Festival di Fotografia Etica di Lodi 2015

  • cornelius arslanian

    sì, ti ripeto, io un senso ho cercato di trovarcelo, solitamente quelli del festival sono molto attenti ma non ho avuto modo di parlare con nessuno degli organizzatori. fosse stata una mostra solo su mare nostrum l’avrei anche capito, ma una retrospettiva la vedo giustificabile solo nell’ottica che ho proposto…

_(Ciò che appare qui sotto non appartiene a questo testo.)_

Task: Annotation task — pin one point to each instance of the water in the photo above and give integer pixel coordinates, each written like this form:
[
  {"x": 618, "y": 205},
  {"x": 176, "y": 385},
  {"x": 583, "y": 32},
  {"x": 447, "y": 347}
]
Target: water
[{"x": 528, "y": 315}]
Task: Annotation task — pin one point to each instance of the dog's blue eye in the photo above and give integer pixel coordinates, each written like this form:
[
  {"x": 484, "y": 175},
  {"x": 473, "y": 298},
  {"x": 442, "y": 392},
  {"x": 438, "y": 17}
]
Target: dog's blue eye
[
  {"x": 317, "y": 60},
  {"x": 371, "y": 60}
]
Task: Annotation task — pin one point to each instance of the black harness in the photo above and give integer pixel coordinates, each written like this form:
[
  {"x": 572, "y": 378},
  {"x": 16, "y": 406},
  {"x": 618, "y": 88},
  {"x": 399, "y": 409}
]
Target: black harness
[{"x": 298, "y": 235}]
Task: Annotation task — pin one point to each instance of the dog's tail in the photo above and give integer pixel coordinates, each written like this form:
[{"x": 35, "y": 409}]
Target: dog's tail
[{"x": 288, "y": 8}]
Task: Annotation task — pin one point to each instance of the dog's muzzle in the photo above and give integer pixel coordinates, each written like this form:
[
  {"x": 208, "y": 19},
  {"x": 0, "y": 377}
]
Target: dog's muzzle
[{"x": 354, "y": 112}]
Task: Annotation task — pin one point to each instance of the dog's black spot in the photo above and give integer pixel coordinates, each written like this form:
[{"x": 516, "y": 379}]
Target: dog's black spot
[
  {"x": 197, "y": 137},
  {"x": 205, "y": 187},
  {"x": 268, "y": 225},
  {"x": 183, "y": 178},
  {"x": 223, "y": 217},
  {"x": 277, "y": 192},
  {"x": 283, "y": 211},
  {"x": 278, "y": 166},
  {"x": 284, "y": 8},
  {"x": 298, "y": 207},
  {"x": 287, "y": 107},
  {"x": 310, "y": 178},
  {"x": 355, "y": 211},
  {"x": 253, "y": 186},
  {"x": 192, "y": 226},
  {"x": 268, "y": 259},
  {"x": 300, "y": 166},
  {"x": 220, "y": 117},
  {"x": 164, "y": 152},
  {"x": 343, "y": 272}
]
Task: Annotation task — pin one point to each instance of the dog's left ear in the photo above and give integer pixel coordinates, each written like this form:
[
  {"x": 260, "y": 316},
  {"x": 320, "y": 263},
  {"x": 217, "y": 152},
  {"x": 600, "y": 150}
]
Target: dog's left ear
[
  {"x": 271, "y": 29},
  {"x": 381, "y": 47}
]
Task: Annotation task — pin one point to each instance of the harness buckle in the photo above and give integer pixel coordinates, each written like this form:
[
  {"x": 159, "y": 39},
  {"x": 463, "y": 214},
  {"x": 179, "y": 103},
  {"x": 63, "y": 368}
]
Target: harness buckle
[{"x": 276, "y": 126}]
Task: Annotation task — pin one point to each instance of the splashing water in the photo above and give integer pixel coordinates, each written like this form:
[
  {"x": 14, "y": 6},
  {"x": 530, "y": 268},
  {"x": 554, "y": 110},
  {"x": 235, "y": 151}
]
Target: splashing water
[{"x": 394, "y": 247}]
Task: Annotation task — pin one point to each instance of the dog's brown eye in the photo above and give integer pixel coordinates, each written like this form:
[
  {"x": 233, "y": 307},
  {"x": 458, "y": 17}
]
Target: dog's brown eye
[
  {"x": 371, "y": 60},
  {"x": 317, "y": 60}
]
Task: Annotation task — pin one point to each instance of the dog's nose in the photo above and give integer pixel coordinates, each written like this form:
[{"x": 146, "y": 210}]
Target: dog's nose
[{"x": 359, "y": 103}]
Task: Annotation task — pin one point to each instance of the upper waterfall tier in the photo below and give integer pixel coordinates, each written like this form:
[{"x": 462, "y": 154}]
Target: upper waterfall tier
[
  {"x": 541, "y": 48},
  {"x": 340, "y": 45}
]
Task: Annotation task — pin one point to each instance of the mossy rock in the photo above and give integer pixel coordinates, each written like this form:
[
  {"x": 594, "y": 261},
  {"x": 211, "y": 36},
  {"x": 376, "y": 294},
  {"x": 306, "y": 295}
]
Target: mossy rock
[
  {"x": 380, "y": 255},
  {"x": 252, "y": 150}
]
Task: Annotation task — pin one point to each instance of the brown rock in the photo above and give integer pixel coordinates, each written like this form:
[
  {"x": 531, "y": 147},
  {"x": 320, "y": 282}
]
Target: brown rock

  • anche a me è piaciuto il festival, era la prima volta ma sono rimasto colpito dalla qualità delle mostre. poi certo il genere è quello e puoi sentirti più o meno vicino, ma la qualità mi è sembrata davvero alta, benchè non avessi modo di fare confronti con le edizioni precedenti. sulla retrospettiva di sestini ho avuto anche io dei dubbi sulla pertinenza, mi sembrava tutto fuorchè spinta dall’etica.

  • cornelius arslanian

    bella davvero, l’edizione di quest’anno. segnalerei anche le foto senza tempo di philip montgomery (flash points, con quel funerale che se non fosse per i vari smartphone che si vedono in mano agli astanti potrebbe essere stato ripreso tranquillamente negli anni sessanta, a sottolineare quanto poco sia cambiato da allora), le cronache dalla grecia di francesco
    anselmi (un lavoro pluriennale molto personale eppure di grande potere informativo), e i black days of ukraine di valery melnikov (sono rimasto a fissare per qualche minuto l’immagine quasi bucolica di un uomo steso in un prato su un plaid stellato e che solo a una seconda occhiata si rivela nell’incontrovertibilità della propria morte). intrigante anche la serie di ritratti di elena anosova da
    un carcere femminile siberiano che mi hanno ricordato, sebbene in uno stile quasi da fotografia di moda, il lavoro più bello e conosciuto di ingar krauss. sezione altrettanto interessante quella
    sul cibo che uccide, col coinvolgente reportage di lisa krantz sugli
    ultimi quattro anni di vita di hector, un ragazzo molto obeso ma anche molto
    e tristemente poetico. a mio avviso controversa la retrospettiva di massimo sestini,
    paparazzo dal grande ego e autore di parecchie foto impossibili, il cui unico rapporto con l’etica è, forse, quello del voler raccontare ad ogni costo ciò che altri tentano di tenere nascosto.